Every step he had taken toward handing over the resignation had been painstakingly calculated. Keep it professional. Keep it calm. Keep the truth hidden. Protect the secret.

He watched Wenlang freeze, his fingers hovering over the paper. His stomach twisted. He wanted to explain, to reassure him, to tell him everything. But he couldn't. Not now. Not in the confines of the office, with the unspoken stakes between them.

So he remained still, expression neutral, voice steady. "I'll finalize all pending tasks before leaving. Everything will be handled professionally."

Wenlang's mind raced. He couldn't ask directly. He couldn't confront him. And yet, he couldn't ignore it either. The curse, the ultimatum, the ticking clock in his mind—it pressed down on him with unbearable weight.

Gao Tu, oblivious to all of this, felt only a quiet dread gnawing at him. He had concealed his omega identity for years. He had hidden his love. He had hidden the child. And now, with a single resignation letter, he had revealed the first sliver of truth.
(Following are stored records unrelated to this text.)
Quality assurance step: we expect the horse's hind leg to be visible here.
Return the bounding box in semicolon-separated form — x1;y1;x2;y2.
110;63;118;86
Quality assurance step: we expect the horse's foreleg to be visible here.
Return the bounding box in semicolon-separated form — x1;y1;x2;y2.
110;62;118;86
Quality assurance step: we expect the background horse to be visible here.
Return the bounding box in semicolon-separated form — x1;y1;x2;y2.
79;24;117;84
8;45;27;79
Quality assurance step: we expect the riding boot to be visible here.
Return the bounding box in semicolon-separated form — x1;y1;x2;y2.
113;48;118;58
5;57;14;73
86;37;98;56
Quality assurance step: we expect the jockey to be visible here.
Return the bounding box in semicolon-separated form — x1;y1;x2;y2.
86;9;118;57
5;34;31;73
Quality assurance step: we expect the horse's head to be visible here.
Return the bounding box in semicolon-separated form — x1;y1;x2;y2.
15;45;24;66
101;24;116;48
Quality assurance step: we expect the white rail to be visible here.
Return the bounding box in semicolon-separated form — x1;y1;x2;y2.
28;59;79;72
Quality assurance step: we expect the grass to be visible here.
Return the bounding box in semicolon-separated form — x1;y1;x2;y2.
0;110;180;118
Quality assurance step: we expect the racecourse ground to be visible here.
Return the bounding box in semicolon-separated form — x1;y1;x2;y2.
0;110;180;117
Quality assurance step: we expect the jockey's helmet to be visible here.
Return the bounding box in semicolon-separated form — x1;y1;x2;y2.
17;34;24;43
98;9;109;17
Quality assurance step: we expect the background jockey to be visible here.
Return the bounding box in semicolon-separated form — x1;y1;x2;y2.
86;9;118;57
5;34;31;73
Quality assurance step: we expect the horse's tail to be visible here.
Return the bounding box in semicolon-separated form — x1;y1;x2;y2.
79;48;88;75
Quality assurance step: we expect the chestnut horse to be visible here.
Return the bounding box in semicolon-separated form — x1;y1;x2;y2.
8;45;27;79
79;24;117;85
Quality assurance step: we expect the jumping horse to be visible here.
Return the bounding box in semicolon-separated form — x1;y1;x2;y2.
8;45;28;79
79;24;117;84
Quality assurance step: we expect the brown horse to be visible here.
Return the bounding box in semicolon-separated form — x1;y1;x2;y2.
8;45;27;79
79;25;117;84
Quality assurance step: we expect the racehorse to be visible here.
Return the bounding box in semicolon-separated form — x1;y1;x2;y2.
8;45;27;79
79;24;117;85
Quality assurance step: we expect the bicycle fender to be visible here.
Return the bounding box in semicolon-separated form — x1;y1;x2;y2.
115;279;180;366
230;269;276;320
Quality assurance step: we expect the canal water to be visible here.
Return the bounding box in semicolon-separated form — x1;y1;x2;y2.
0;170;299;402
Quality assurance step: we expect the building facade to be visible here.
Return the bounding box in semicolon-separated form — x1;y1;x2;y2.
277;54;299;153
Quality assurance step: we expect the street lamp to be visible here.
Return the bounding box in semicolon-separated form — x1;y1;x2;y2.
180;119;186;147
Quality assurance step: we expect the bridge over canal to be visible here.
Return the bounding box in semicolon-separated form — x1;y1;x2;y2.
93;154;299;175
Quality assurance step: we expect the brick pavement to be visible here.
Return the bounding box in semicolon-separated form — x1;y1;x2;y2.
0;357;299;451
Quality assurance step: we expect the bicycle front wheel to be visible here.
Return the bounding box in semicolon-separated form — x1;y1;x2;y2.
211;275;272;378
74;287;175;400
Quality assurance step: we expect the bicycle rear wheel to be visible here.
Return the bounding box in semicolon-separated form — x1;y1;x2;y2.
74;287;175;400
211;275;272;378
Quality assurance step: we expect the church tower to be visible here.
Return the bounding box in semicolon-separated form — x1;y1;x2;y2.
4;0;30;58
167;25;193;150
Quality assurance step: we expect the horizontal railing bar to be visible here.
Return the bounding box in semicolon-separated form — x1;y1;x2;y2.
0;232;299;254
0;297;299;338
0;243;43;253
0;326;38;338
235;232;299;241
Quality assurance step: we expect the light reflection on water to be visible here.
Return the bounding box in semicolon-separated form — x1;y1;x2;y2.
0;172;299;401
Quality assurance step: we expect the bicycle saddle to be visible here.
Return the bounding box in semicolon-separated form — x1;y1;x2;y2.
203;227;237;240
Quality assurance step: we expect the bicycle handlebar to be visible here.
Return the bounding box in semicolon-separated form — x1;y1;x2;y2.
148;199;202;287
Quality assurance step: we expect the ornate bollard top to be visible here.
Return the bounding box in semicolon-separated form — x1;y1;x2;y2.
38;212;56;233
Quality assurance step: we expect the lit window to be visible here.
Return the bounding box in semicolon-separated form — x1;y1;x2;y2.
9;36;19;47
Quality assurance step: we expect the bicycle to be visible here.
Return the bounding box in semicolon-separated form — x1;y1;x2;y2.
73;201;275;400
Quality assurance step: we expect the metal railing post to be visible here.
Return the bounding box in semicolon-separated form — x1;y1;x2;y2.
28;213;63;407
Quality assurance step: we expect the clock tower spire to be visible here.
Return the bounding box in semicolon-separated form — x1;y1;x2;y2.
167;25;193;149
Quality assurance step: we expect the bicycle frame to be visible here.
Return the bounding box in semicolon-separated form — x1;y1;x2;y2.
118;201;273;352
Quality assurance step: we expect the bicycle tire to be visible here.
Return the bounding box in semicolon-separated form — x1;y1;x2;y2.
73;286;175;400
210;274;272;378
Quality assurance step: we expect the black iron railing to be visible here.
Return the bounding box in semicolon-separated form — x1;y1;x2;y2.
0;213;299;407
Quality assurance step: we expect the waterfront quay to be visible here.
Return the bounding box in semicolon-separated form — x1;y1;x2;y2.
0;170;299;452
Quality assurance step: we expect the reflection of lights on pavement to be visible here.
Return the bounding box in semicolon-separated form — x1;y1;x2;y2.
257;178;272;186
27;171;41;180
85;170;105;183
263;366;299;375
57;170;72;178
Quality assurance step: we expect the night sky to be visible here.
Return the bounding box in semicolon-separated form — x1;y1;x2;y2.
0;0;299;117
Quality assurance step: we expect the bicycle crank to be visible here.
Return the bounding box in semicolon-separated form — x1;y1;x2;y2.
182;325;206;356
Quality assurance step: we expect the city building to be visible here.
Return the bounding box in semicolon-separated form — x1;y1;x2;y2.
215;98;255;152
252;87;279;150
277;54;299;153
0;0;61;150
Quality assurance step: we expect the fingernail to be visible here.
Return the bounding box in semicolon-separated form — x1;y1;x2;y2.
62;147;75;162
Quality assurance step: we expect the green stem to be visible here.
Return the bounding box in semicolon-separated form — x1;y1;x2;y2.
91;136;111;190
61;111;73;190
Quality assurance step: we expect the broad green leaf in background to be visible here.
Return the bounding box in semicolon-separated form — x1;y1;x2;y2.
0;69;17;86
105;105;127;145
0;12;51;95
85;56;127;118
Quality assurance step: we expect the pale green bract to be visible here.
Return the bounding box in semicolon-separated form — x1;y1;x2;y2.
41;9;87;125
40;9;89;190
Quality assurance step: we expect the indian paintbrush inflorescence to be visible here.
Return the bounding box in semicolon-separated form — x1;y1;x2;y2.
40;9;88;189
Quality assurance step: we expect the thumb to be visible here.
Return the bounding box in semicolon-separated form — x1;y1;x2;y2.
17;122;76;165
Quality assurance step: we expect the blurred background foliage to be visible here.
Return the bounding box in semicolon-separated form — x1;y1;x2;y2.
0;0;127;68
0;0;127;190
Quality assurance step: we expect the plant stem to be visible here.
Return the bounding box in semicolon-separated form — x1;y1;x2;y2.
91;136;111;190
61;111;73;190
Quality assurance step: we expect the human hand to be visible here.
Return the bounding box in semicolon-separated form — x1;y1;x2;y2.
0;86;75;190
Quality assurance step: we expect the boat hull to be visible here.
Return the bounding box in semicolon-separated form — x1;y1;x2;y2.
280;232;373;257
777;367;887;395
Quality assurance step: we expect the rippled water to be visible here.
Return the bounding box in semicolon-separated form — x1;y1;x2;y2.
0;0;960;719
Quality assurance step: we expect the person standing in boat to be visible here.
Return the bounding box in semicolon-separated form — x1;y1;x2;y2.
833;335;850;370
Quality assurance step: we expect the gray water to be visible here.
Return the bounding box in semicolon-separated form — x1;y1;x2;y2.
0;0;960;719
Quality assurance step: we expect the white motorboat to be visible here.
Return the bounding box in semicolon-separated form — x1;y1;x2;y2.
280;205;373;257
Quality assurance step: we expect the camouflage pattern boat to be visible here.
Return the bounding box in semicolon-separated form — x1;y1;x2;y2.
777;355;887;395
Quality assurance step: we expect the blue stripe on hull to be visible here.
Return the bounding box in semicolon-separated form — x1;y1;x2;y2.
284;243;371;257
He turned to leave, his steps deliberate, measured. The door clicked softly behind him. He didn't look back. He couldn't. He couldn't risk revealing more than he already had.

Wenlang sat frozen, staring at the paper. His mind spun, heart pounding. Three days... The curse, the rules, the warnings—every instinct screamed at him. He had to uncover the truth. He had to save what was theirs. But how? How could he act without asking, without exposing the secret prematurely, without losing everything?

Outside the office, Gao Tu exhaled quietly, leaning against the wall for a brief moment. He felt the weight of his own secret pressing down on him. He had no idea that unseen forces had already begun weaving a dangerous game around him. He only knew that one wrong move could ruin everything, though he didn't yet know what "everything" truly meant.

And inside, Wenlang's mind raced, calculating, planning, desperate.

The next three days would decide everything.